Basisonderwijs boos over 'verborgen' bezuiniging
Basisscholen zijn boos dat er de komende vier jaar toch 61 miljoen euro wordt bezuinigd op het primair onderwijs. Dat betekent dat er een gat wordt geslagen in de investeringen die het nieuwe kabinet heeft aangekondigd, stelt de brancheorganisatie PO-Raad.
Het bedrag van 61 miljoen euro stond niet in het regeerakkoord. Wel stond er dat er nog een korting zat aan te komen als gevolg van een oud tekort op de begroting van het ministerie van Onderwijs. Het vorige kabinet heeft dat doorgeschoven naar de volgende ploeg.
Het blijkt nu om vele tientallen miljoenen te gaan, waarop het basisonderwijs niet had gerekend. In het regeerakkoord staat dat de komende vier jaar 450 miljoen euro wordt geïnvesteerd om de werkdruk voor leraren te verminderen.
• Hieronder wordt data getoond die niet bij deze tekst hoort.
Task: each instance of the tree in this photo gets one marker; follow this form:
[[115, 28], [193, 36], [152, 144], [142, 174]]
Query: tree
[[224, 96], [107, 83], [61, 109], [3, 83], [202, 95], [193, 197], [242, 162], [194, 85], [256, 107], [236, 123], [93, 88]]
Daarnaast komt er 270 miljoen extra voor de salarissen.
'Trap na'
De leraren vonden die bedragen al onvoldoende om de problemen in het primair onderwijs te verminderen en overwegen om volgende maand opnieuw te gaan demonstreren. Nu gaat van de totale investering van 720 miljoen euro 61 miljoen af.
Voorzitter Rinda den Besten van de PO-raad noemt dit onverantwoord. "De investeringen zijn al onvoldoende en komen te laat om de problemen echt aan te pakken. Met bezuinigingen hierbovenop geeft het kabinet het onderwijs een trap na."
Het ministerie van Onderwijs wijst erop dat de zogenoemde efficiëntiekorting in stapjes oploopt tot 61 miljoen in 2021 en dat het "primaire proces" wordt ontzien. Ook de investeringen zijn in 2021 op het hoogtepunt. "Per saldo komt er dus heel veel geld bij."